Earlier this week, I wrote about a new book Desperate which has really touched my heart. The past month, I have found myself struggling internally between stopping to engage with and enjoy my kids as they explored their new environment, made artwork or played a make believe game, when I really needed to unpack and get our new home set up. Sarah Mae's quote really hit the nail on the head of this internal battle of mine.

"Choosing to enter into the mundane with our children, who see playing ponies as anything but ordinary, is a sacrifice of love. Choosing to enter into a project that will probably turn into a training session is also a sacrifice of love. We will have to choose patience and kindness over frustration and giving up. We’ll have to choose to take time to train and teach and perhaps discipline. The choosing to engage means choosing to do the hard work of loving through our actions.

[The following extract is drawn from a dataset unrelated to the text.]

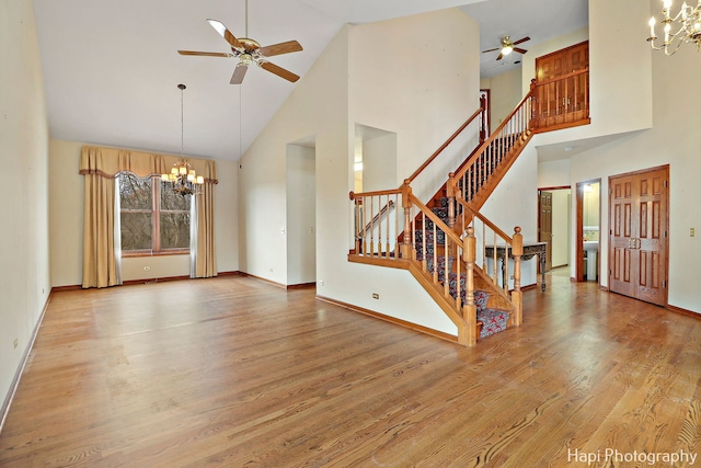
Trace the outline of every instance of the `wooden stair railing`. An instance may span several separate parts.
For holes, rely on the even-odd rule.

It means taking the time to cultivate the souls of our children. Cultivating has much to do with playing ponies, doing crafts, getting wet socks in the snow, watching a movie when you have something else you want to do, staying in their bedrooms a little longer even though you’re exhausted . . . I believe these acts of love and sacrifice pay off in a child’s heart. Because it shows them we care, and we want to be a part of their worlds. I think it also shows them the Father’s love."

My goal is to harvest a memorable and meaningful life for our family. In order to reap that harvest, I need to embrace those moments for interaction and training as they become available regardless of the "work" at hand. While stopping what I am doing to play a matching game or color is not always possible, I need to be acutely aware that these opportunities are exactly how God wants me to earn their hearts and to train their souls for Him.

A clean, organized home is important but not more so than a confident, loved, listened to child.

Do you struggle with the decision to get things done or stop and engage with your child when you hear "Mommy will you play with me?"